This is Outsanity’s submission for the HP Magic Giveaway. Feel free to leave comments for this article as you see fit – your feedback is certainly welcomed! If you’d like to submit your own how-to, what-is, or top-five list, you can send it to me. Views and opinions of this writer are not necessarily my own:
I chose to craft a tutorial (if you want to call it that) on how to make your articles more readable to human eyes. No, I’m not trying to insult anyone. Not yet, anyway. I wanted to write… well, type this because watching Chris read and react to poorly drafted articles is fun – then you almost start feeling sorry. Not for Chris, but the ones who wrote the essays. Oy vey! Chris is an English major, so errors are like his Kryptonite (in a way). I’m not perfect, but I’d like to think what little I can pass on will help someone else. Not just for this contest, but any time you’re going to write anything. I’m not Stephen King, but I know the best thing I can do to make my entry more error-proof.
- TYPE YOUR ESSAY IN A FULL-ON WORD PROCESSOR! There is a chance you won’t have grammatical or spelling errors in your writing, but let software help you find them before someone else does. Don’t assume that you know what goes where. Yes, you could compose in a text file but then you’ll have to do the next step.
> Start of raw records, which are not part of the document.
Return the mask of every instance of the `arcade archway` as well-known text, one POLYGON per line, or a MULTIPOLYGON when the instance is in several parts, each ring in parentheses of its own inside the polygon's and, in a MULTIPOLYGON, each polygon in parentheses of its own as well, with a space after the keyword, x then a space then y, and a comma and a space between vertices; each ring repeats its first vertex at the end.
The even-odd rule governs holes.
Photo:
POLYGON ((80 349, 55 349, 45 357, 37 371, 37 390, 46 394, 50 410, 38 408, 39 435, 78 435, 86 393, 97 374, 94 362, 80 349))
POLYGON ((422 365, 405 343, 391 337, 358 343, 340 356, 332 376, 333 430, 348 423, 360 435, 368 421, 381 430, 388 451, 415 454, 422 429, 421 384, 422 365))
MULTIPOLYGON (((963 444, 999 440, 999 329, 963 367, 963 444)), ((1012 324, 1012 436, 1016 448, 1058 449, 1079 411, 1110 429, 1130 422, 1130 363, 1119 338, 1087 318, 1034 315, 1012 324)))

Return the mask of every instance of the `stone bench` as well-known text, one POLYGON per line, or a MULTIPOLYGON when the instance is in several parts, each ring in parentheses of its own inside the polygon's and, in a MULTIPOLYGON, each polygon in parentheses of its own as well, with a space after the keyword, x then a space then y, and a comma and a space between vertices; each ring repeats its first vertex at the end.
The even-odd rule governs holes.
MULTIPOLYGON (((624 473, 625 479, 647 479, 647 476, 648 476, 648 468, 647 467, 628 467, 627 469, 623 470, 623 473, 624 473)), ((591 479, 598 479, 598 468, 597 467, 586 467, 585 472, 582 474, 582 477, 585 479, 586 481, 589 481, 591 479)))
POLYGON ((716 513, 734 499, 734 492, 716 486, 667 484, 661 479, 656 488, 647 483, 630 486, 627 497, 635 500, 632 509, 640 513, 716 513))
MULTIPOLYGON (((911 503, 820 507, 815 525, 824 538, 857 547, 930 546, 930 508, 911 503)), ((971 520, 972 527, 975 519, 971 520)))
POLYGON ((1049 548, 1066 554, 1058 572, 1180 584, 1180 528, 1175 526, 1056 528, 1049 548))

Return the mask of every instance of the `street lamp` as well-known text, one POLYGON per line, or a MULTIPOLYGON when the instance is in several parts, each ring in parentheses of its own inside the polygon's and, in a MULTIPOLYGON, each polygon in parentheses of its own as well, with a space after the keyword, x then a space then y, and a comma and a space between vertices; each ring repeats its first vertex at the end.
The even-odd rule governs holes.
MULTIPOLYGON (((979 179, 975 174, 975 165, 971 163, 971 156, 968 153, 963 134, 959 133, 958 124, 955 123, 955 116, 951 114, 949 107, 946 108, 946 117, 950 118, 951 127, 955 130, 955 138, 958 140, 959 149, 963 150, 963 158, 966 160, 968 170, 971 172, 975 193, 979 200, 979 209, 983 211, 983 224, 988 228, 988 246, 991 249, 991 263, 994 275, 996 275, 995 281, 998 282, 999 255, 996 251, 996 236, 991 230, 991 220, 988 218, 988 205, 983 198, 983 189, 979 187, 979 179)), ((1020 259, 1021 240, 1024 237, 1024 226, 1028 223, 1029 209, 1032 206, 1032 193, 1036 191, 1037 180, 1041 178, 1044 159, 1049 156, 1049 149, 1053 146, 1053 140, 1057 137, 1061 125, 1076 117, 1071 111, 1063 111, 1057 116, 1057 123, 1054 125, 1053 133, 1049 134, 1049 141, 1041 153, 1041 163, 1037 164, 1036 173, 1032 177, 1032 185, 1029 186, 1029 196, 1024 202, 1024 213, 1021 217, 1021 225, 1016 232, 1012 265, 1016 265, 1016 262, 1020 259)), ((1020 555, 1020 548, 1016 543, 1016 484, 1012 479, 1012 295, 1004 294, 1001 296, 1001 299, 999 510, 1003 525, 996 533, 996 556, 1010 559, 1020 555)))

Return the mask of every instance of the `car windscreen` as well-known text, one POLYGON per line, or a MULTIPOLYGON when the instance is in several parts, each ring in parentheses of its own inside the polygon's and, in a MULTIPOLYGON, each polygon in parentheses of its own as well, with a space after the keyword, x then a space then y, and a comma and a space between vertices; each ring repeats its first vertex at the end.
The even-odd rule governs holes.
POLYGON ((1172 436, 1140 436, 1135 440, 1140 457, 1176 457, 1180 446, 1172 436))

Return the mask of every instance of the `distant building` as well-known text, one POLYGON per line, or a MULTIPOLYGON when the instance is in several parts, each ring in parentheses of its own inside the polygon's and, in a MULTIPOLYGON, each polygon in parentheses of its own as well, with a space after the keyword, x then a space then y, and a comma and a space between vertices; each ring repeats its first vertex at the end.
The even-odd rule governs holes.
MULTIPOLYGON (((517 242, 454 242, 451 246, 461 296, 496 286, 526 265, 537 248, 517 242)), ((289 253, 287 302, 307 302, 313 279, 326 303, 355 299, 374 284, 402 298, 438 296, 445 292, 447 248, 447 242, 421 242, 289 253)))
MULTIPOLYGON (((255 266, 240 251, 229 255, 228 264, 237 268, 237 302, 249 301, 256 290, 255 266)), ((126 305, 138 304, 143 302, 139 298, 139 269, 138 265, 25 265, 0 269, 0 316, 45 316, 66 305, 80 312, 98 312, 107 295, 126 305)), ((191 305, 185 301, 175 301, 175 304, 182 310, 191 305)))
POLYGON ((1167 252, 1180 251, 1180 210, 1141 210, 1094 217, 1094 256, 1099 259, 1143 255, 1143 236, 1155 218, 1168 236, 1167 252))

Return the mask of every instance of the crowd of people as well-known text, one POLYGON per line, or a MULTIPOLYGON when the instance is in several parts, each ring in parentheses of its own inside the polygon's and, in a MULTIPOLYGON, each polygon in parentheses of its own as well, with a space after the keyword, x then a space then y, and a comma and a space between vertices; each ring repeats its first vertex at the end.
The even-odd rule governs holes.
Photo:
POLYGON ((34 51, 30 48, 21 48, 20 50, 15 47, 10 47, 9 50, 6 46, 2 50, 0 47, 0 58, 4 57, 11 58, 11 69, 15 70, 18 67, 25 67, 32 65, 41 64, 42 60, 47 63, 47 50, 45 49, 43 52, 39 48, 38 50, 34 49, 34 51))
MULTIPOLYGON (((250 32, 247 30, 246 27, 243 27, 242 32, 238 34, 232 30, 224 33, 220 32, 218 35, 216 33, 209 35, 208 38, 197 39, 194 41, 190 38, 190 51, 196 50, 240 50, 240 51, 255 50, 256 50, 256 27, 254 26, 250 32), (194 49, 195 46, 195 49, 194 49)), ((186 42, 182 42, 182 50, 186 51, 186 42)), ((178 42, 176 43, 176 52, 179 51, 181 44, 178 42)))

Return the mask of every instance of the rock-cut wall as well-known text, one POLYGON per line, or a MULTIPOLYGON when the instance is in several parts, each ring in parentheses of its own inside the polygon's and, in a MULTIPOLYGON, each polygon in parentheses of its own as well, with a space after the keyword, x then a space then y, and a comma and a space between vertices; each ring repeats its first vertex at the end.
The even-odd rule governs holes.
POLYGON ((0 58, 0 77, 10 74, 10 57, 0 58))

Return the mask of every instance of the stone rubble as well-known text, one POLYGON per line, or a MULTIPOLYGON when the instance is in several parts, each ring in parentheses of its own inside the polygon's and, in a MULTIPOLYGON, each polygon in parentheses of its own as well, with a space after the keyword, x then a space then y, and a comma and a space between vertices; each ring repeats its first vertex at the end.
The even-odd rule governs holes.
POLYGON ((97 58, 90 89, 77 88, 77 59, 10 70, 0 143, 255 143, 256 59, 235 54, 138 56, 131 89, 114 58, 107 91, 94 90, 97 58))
- If you haven’t started, use the Spell Check feature in Microsoft Word (or whatever word processing program you use). There’s no excuse for NOT using it. Don’t have Word? You can use Google Docs or any amount of online dictionaries. Heck, there’s even http://www.spellcheck.net/ to use at your disposal. Too bad they don’t make punctuation and usage checkers, eh?
- Have your article proofread by someone. It’s something you should do, anyway. Not just entries for contests, but for school projects (or even for work). There’s nothing wrong with asking someone to look something over – unless it’s something bad about THEM, then you’re boned.
- How you type on the ‘Net should not be how you write an article. Normally, you, of all people, would more likely type like this: “i am hug fan. I need dis new computer to play mah games.” – or something worse. Please don’t do that outside of instant messages or text messages to friends.
- Don’t try to use big words in your article. I never know why people do this. You know you’re not that smart to fool anyone by tossing out ten-dollar words. Just keep it simple. You’re not earning any points, Mr. Fancywords.
- Always plan what you’re going to write. Never think you can just wing it if you’re not a seasoned writer. That only works in school. Oops! Ignore that last part. Write from your heart, but know where your heart is – and make sure it’s in sync with your brain (and, vicariously, your fingers).
- Eat some food. All the thinking and typing will most definitely drain your energy. The best thing to eat, other than everything, is Ramen. It’s a quick meal, easy to prepare, very filling, and extremely cheap.
- If your body can handle it, drink caffeine – and lots of it. Most likely, you might be writing at times when most people are asleep. Coffee, tea, soda – whatever it takes. Of course, don’t drink too much if it causes you to get jittery.
- Eliminate distractions. That means no TV, DVDs, or music players. They will slow you down, even as background noise. You might think you’re a multitasker, but your brain should remain focused on the task at hand if you want it to be a quality piece of work.
That all I have for now. I hope that you’ll take these words of wisdom seriously. These tips might help you become a better writer. Well, I’m hoping they will. If you suck to begin with, then all bets are off. Anyway… good luck and godspeed, my friends.